This is Fitch Ratings’ forecast for Portugal and Spain, assuming that the difficulties in accessing housing will persist.

Difficulties in accessing housing in Portugal and Spain will continue to exist in the short term. This is because, according to Fitch, increases in household incomes should be “practically equal” to the expected evolution of house prices in 2024 and 2025. In Portugal, the cost of housing could rise by up to 6% a year.

The financial rating agency says it expects “challenges in access to housing to persist, as projected nominal household income gains in 2024-2025 are broadly in line with housing pricetrend expectations”, reads a note.

This means that the national average house price is likely to remain between 5.5 and 6 times higher than the annual gross household income, both in Portugal and Spain. As you might expect, the affordability ratio is significantly higher in large urban metropolitan areas such as Madrid and Lisbon, at almost eight times.

According to Fitch’s estimates, (nominal) house prices are expected to grow annually by between 4% and 6% in Portugal and between 3% and 5% in Spain. This dynamic will be fueled by “persistent limitations in housing supply”, especially in less populated areas. In cities and tourist areas, a “solid” increase in housing supply is expected.

Demand for home loans to improve in 2024

Fitch expects demand for housing loans and financing conditions to improve in 2024 compared to last year, as lower interest rates are expected, something that should happen after the European Central Bank (ECB) starts lowering its key interest rates.

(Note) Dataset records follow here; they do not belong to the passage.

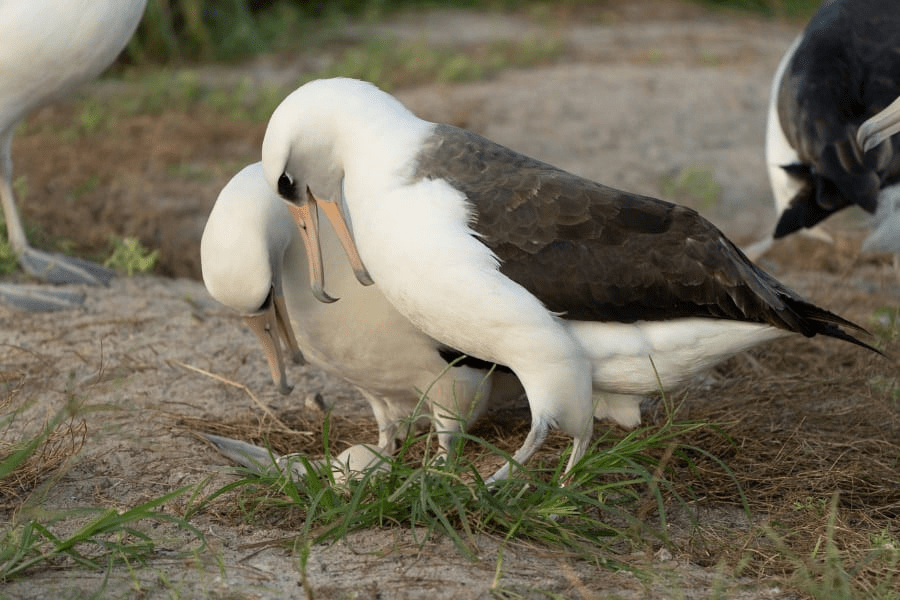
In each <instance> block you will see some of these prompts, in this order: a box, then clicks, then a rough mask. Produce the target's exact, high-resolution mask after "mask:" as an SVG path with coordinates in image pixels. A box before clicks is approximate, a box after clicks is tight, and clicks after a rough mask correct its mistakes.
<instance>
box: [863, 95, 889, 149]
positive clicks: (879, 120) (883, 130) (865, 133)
mask: <svg viewBox="0 0 900 600" xmlns="http://www.w3.org/2000/svg"><path fill="white" fill-rule="evenodd" d="M897 132H900V98H897V99H896V100H894V101H893V102H891V104H890V105H889V106H888V107H887V108H885V109H884V110H883V111H881V112H880V113H878V114H876V115H873V116H872V117H870V118H869V119H868V120H867V121H865V122H864V123H863V124H862V125H860V126H859V130H858V131H857V132H856V142H857V143H858V144H859V147H860V148H862V150H863V152H868V151H869V150H871V149H872V148H874V147H876V146H878V145H879V144H881V142H883V141H884V140H886V139H888V138H889V137H891V136H892V135H894V134H895V133H897Z"/></svg>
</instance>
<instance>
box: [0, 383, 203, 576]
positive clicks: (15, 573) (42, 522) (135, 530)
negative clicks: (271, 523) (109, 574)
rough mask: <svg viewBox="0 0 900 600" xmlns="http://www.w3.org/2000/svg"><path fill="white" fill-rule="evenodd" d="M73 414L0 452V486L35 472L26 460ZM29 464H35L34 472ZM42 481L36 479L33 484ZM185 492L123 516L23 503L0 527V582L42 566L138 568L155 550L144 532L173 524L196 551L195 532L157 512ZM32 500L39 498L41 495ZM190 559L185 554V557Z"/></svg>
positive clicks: (38, 450) (152, 500)
mask: <svg viewBox="0 0 900 600" xmlns="http://www.w3.org/2000/svg"><path fill="white" fill-rule="evenodd" d="M8 401H9V400H7V401H6V402H8ZM75 410H77V409H76V408H74V407H73V406H67V407H65V408H63V409H62V410H60V411H59V412H58V413H57V414H56V415H55V416H54V417H53V418H52V419H50V421H49V422H48V423H46V424H45V425H44V426H43V427H42V428H41V429H40V430H39V431H38V432H36V433H32V434H26V435H25V436H24V437H23V438H22V440H21V441H20V442H19V443H17V444H12V445H2V446H0V484H12V483H13V482H16V481H20V479H19V477H18V475H19V474H20V472H21V471H22V469H23V468H26V467H28V468H30V469H32V470H33V469H35V468H37V469H41V468H42V467H41V466H40V464H42V463H43V460H37V461H34V460H32V459H33V458H35V457H38V456H41V449H42V448H43V447H44V446H45V444H47V443H48V442H49V440H50V439H51V438H52V437H53V435H54V434H55V432H57V430H58V428H60V427H61V426H63V424H64V423H65V422H66V421H68V420H69V419H70V418H71V417H72V416H73V414H74V411H75ZM16 415H17V411H15V410H14V411H12V412H11V413H7V414H6V415H4V417H3V418H2V419H0V425H2V427H3V429H6V427H7V426H8V425H9V424H10V423H12V421H13V420H15V418H16ZM32 463H37V464H38V467H34V465H33V464H32ZM47 475H48V474H46V473H38V477H35V479H42V478H43V477H41V476H47ZM190 489H191V488H190V487H183V488H180V489H178V490H175V491H173V492H170V493H168V494H166V495H164V496H161V497H159V498H154V499H152V500H149V501H147V502H144V503H142V504H139V505H137V506H134V507H132V508H129V509H125V510H119V509H116V508H111V507H84V508H80V509H73V510H66V511H59V512H55V511H48V510H46V509H45V508H43V507H42V503H41V502H40V499H39V498H38V499H36V500H25V501H24V502H23V503H22V504H21V505H20V506H19V507H18V508H17V510H16V511H15V513H14V515H13V516H12V518H10V519H9V520H6V521H4V522H2V523H0V582H2V581H8V580H10V579H14V578H18V577H23V576H27V574H28V571H29V570H30V569H33V568H36V567H39V566H42V565H43V566H54V567H60V566H76V565H77V566H80V567H83V568H87V569H94V570H100V571H103V570H106V571H107V572H109V570H110V569H112V568H113V566H114V565H118V564H135V563H144V562H145V561H146V560H148V559H150V558H152V557H153V556H154V555H155V554H156V553H157V551H158V547H159V546H160V545H161V544H160V543H158V541H157V540H155V539H154V538H153V537H152V535H151V533H149V532H148V531H152V528H150V527H147V525H148V524H149V523H159V522H168V523H173V524H175V525H176V526H177V527H178V528H179V529H181V530H183V531H186V532H188V533H190V534H191V536H192V538H194V539H196V540H197V541H198V542H199V546H200V548H201V549H202V548H203V547H204V546H205V542H204V538H203V534H202V533H201V532H200V531H199V530H198V529H196V528H195V527H194V526H193V525H191V524H190V523H188V522H187V521H186V520H184V519H182V518H180V517H177V516H173V515H171V514H167V513H163V512H161V511H160V510H159V508H160V507H161V506H163V505H164V504H166V503H169V502H171V501H172V500H173V499H175V498H177V497H179V496H182V495H184V494H185V493H186V492H188V491H189V490H190ZM35 495H37V496H38V497H41V496H42V493H41V492H37V493H36V494H35ZM62 530H65V531H73V530H74V531H73V532H72V533H69V534H66V535H59V534H57V533H55V532H56V531H62ZM168 541H169V540H167V542H168ZM193 553H194V551H189V552H185V556H188V555H191V554H193ZM98 593H102V590H100V591H98Z"/></svg>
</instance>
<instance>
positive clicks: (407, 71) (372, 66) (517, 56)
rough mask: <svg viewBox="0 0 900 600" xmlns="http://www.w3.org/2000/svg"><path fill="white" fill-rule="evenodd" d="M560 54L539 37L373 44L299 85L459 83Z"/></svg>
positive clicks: (380, 84)
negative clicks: (334, 81) (439, 81)
mask: <svg viewBox="0 0 900 600" xmlns="http://www.w3.org/2000/svg"><path fill="white" fill-rule="evenodd" d="M564 50H565V44H564V43H563V42H562V41H561V40H559V39H555V38H543V37H540V38H538V37H535V38H532V39H526V40H516V41H512V40H497V41H494V42H490V43H488V44H486V45H484V46H481V47H470V48H454V47H450V46H441V45H436V44H430V43H427V42H425V41H418V42H414V43H405V42H397V40H392V39H387V38H376V39H372V40H369V41H366V42H363V43H361V44H358V45H355V46H352V47H350V48H348V49H346V50H345V51H344V52H343V53H342V54H341V55H340V56H339V57H338V59H337V60H336V61H335V62H334V63H333V64H332V65H331V66H329V67H327V68H325V69H324V70H323V71H321V72H318V73H312V74H310V75H308V76H307V77H304V79H303V80H304V81H308V80H312V79H319V78H324V77H338V76H341V77H354V78H357V79H364V80H367V81H371V82H372V83H374V84H376V85H378V86H379V87H381V88H383V89H386V90H392V89H394V88H397V87H401V86H409V85H415V84H421V83H427V82H434V81H443V82H448V83H459V82H465V81H476V80H482V79H487V78H489V77H492V76H494V75H496V74H497V73H499V72H501V71H503V70H506V69H511V68H522V67H531V66H536V65H539V64H546V63H549V62H551V61H553V60H555V59H557V58H559V57H560V56H561V55H562V54H563V52H564Z"/></svg>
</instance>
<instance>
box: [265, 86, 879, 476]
mask: <svg viewBox="0 0 900 600" xmlns="http://www.w3.org/2000/svg"><path fill="white" fill-rule="evenodd" d="M262 158H263V168H264V170H265V176H266V179H267V181H268V182H269V185H270V186H272V189H273V190H277V192H278V194H279V195H280V196H281V197H282V198H283V199H284V200H285V201H286V202H287V203H288V204H289V205H290V206H294V207H297V209H299V208H300V207H303V206H310V207H311V208H309V209H308V210H312V209H314V208H315V207H316V206H317V205H320V204H323V203H325V202H334V203H337V204H336V208H338V209H341V207H345V210H344V209H341V210H333V211H332V212H334V213H335V214H336V215H339V216H342V217H343V218H345V220H347V221H349V222H350V223H352V226H351V227H349V229H350V230H351V231H352V242H354V243H355V246H356V248H357V249H358V253H359V256H360V257H361V260H362V262H363V264H364V266H365V269H366V271H367V273H368V274H370V275H371V279H372V280H374V281H375V284H376V285H377V286H378V288H379V289H380V290H381V292H382V293H383V294H384V296H385V297H386V298H387V299H388V301H390V303H391V304H393V305H394V307H395V308H396V309H397V310H398V311H399V312H400V313H401V314H402V315H404V316H405V317H406V318H407V319H409V320H410V321H411V322H412V323H413V324H414V325H415V326H416V327H418V328H419V329H421V330H422V331H423V332H425V333H426V334H427V335H428V336H429V337H431V338H433V339H435V340H438V341H439V342H441V343H443V344H446V345H448V346H450V347H452V348H454V349H457V350H459V351H460V352H463V353H465V354H467V355H469V356H473V357H476V358H478V359H481V360H485V361H488V362H491V363H496V364H498V365H503V366H506V367H508V368H509V369H511V370H512V372H513V373H515V375H516V376H517V377H518V378H519V381H520V382H521V383H522V386H523V387H524V389H525V393H526V395H527V397H528V403H529V406H530V408H531V417H532V423H531V430H530V431H529V434H528V436H527V438H526V439H525V442H524V443H523V445H522V446H521V448H520V449H519V450H518V451H517V452H516V453H515V455H514V456H513V459H514V462H515V463H517V464H522V463H524V462H525V461H527V460H528V459H529V458H530V457H531V456H532V455H533V454H534V452H535V451H536V450H537V449H538V448H539V447H540V446H541V445H542V443H543V441H544V439H545V437H546V435H547V432H548V430H549V428H550V427H557V428H559V429H561V430H562V431H564V432H566V433H567V434H569V435H571V436H572V437H573V438H574V447H573V451H572V454H571V456H570V459H569V462H568V465H567V467H566V469H567V471H568V470H571V468H572V467H573V465H574V464H575V463H576V462H577V461H578V460H579V459H580V458H581V457H582V456H583V455H584V452H585V451H586V449H587V446H588V443H589V442H590V437H591V433H592V417H593V416H594V415H595V414H596V416H598V417H603V416H609V417H611V418H613V419H614V420H616V421H618V422H619V423H622V424H623V425H626V426H632V425H636V424H637V423H638V422H639V420H640V412H639V398H638V397H637V395H638V394H645V393H650V392H653V391H655V390H657V389H658V386H659V382H661V383H662V385H663V386H664V387H671V386H673V385H677V384H679V383H682V382H684V381H686V380H687V379H689V378H690V377H691V375H692V374H693V373H695V372H696V371H698V370H699V369H702V368H704V367H707V366H709V365H711V364H714V363H716V362H718V361H720V360H722V359H724V358H726V357H728V356H730V355H732V354H734V353H735V352H739V351H741V350H745V349H747V348H750V347H752V346H754V345H756V344H758V343H761V342H763V341H766V340H771V339H773V338H777V337H780V336H783V335H787V334H790V333H792V332H796V333H801V334H803V335H806V336H813V335H816V334H820V333H821V334H824V335H828V336H831V337H836V338H839V339H843V340H846V341H851V342H854V343H856V344H859V345H861V346H864V347H867V348H868V347H869V346H867V345H866V344H864V343H863V342H860V341H858V340H857V339H856V338H854V337H853V336H851V335H849V334H848V333H846V332H845V331H844V330H842V329H841V327H850V328H854V329H859V328H858V327H856V326H855V325H853V324H852V323H850V322H849V321H847V320H845V319H842V318H841V317H839V316H837V315H834V314H832V313H830V312H828V311H826V310H824V309H821V308H818V307H816V306H814V305H812V304H810V303H808V302H805V301H804V300H803V299H801V298H800V297H799V296H798V295H797V294H796V293H795V292H793V291H791V290H789V289H788V288H786V287H785V286H783V285H782V284H781V283H779V282H778V281H777V280H775V279H774V278H773V277H771V276H770V275H768V274H766V273H765V272H763V271H762V270H760V269H759V268H758V267H756V266H755V265H754V264H753V263H751V262H750V261H749V260H748V259H747V258H746V257H745V256H744V255H743V254H742V253H741V251H740V250H739V249H738V248H737V247H736V246H735V245H734V244H733V243H732V242H731V241H729V240H728V239H727V238H726V237H725V236H724V234H722V233H721V232H720V231H719V230H718V229H716V228H715V227H714V226H713V225H712V224H711V223H709V222H708V221H706V220H705V219H703V218H702V217H701V216H700V215H699V214H697V213H696V212H695V211H693V210H691V209H688V208H685V207H681V206H678V205H674V204H670V203H668V202H663V201H661V200H656V199H653V198H647V197H644V196H638V195H635V194H630V193H627V192H622V191H619V190H615V189H612V188H609V187H606V186H603V185H600V184H598V183H594V182H592V181H589V180H586V179H583V178H581V177H577V176H575V175H572V174H570V173H567V172H565V171H562V170H560V169H557V168H555V167H553V166H551V165H548V164H546V163H542V162H540V161H537V160H535V159H532V158H529V157H527V156H524V155H522V154H518V153H516V152H514V151H512V150H510V149H508V148H505V147H503V146H501V145H499V144H496V143H494V142H491V141H490V140H487V139H485V138H483V137H480V136H478V135H476V134H474V133H471V132H468V131H465V130H463V129H458V128H456V127H451V126H449V125H441V124H435V123H431V122H427V121H424V120H422V119H419V118H418V117H416V116H415V115H414V114H413V113H412V112H410V111H409V110H408V109H407V108H406V107H405V106H403V105H402V104H401V103H400V102H399V101H398V100H397V99H396V98H394V97H393V96H391V95H390V94H387V93H385V92H383V91H381V90H379V89H378V88H376V87H375V86H374V85H371V84H369V83H366V82H361V81H357V80H352V79H330V80H318V81H313V82H310V83H308V84H305V85H304V86H302V87H300V88H299V89H297V90H296V91H294V92H293V93H292V94H290V95H289V96H288V97H287V98H286V99H285V100H284V101H283V102H282V103H281V104H280V105H279V106H278V108H277V109H276V110H275V112H274V113H273V115H272V117H271V119H270V121H269V124H268V127H267V130H266V134H265V137H264V140H263V149H262ZM298 225H299V227H300V231H301V234H302V235H310V234H311V232H310V231H309V230H310V229H314V227H310V226H309V225H310V223H306V222H302V221H301V222H300V223H299V224H298ZM310 247H311V248H312V250H313V252H312V253H311V254H310V256H309V260H310V262H311V263H312V264H315V263H316V262H317V260H318V259H317V258H316V256H315V254H314V253H315V245H314V244H311V245H310ZM310 272H311V273H314V270H311V271H310ZM367 279H368V277H360V281H361V282H363V283H365V281H366V280H367ZM311 287H312V290H313V292H314V293H315V294H316V295H317V296H318V297H320V298H326V299H327V294H326V293H325V291H324V281H323V280H322V279H321V278H319V279H316V280H313V281H311ZM870 349H871V348H870ZM651 359H652V363H651ZM594 391H595V392H597V393H598V398H597V405H596V408H595V405H594V402H593V400H592V392H594ZM606 394H611V395H612V396H610V397H611V398H614V399H615V401H613V402H611V401H610V400H609V399H608V397H607V396H606ZM509 471H510V465H509V464H506V465H504V466H503V467H502V468H500V469H499V470H498V471H497V472H496V473H494V474H493V475H492V476H491V477H490V478H489V479H488V481H496V480H498V479H502V478H505V477H507V476H508V475H509Z"/></svg>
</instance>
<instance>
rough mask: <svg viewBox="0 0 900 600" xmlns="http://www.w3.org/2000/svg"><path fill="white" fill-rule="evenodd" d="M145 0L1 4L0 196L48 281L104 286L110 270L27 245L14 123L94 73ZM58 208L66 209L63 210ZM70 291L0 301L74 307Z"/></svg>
mask: <svg viewBox="0 0 900 600" xmlns="http://www.w3.org/2000/svg"><path fill="white" fill-rule="evenodd" d="M146 4H147V0H89V1H86V0H27V1H26V0H19V1H15V0H6V1H4V2H0V40H2V42H0V43H2V46H0V201H2V204H3V212H4V216H5V217H6V229H7V236H8V238H9V243H10V245H11V246H12V249H13V251H14V252H15V253H16V255H17V256H18V259H19V263H20V264H21V266H22V269H23V270H24V271H25V272H26V273H28V274H29V275H31V276H33V277H37V278H40V279H43V280H45V281H49V282H51V283H87V284H91V285H106V284H107V283H108V282H109V280H110V278H111V277H112V273H111V272H110V271H109V270H107V269H104V268H103V267H101V266H99V265H95V264H93V263H90V262H88V261H84V260H80V259H77V258H73V257H69V256H62V255H57V254H49V253H46V252H41V251H38V250H35V249H34V248H32V247H31V246H30V245H29V244H28V240H27V239H26V238H25V231H24V229H23V228H22V222H21V220H20V218H19V215H18V212H17V210H16V204H15V197H14V196H13V188H12V175H13V174H12V156H11V154H12V139H13V133H14V132H15V129H16V125H18V123H19V122H20V121H21V120H22V119H23V118H24V117H25V115H26V114H27V113H28V112H30V111H31V110H33V109H35V108H37V107H38V106H40V105H42V104H45V103H47V102H50V101H52V100H54V99H56V98H58V97H60V96H62V95H64V94H66V93H68V92H70V91H71V90H72V89H73V88H75V87H76V86H78V85H80V84H82V83H84V82H86V81H89V80H91V79H93V78H94V77H96V76H97V75H98V74H99V73H100V72H101V71H102V70H104V69H105V68H106V67H108V66H109V65H110V64H111V63H112V62H113V60H115V58H116V57H117V56H118V55H119V53H120V52H121V51H122V49H123V48H124V47H125V45H126V44H127V43H128V40H129V39H131V36H132V34H134V31H135V29H136V28H137V26H138V23H139V22H140V20H141V16H142V15H143V13H144V7H145V5H146ZM59 210H64V207H60V209H59ZM80 297H81V296H80V295H78V294H74V293H73V292H70V291H65V290H59V291H57V290H48V289H31V290H29V289H27V288H20V289H17V288H16V287H14V286H10V285H4V286H2V289H0V298H3V299H5V300H6V301H7V302H9V303H11V304H13V305H15V306H19V307H22V308H26V309H29V310H52V309H55V308H63V307H67V306H71V305H72V304H73V303H74V304H77V303H78V302H79V300H78V299H79V298H80Z"/></svg>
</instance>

However, access to affordable housing is “a fundamental social concern in both countries, especially for young families and first-time buyers with little savings capacity”. It is in this context that the agency refers to the support measures announced by the political leaders of both countries, such as the Spanish guarantee scheme for young families and Portugal’s tax benefits to increase the housing stock.

As for bank financing, Fitch pointed out that, for the first time in history,housing loans at mixed rates – which combine an initial period of fixed interest, followed by a variable rate – have become the norm in both Iberian countries, with a dominance of 70% in Portugal and 40% in Spain.

The bad news is that the agency predicts that there will be a “slight increase” in defaults on home loans throughout 2024, due to “the erosion of disposable income” as a result of the impact of inflation. On the other hand, defaults will “gradually” ease in 2025, as reductions in the Euribor over the next few months relax the payment conditions for variable rate (or mixed variable period) loans.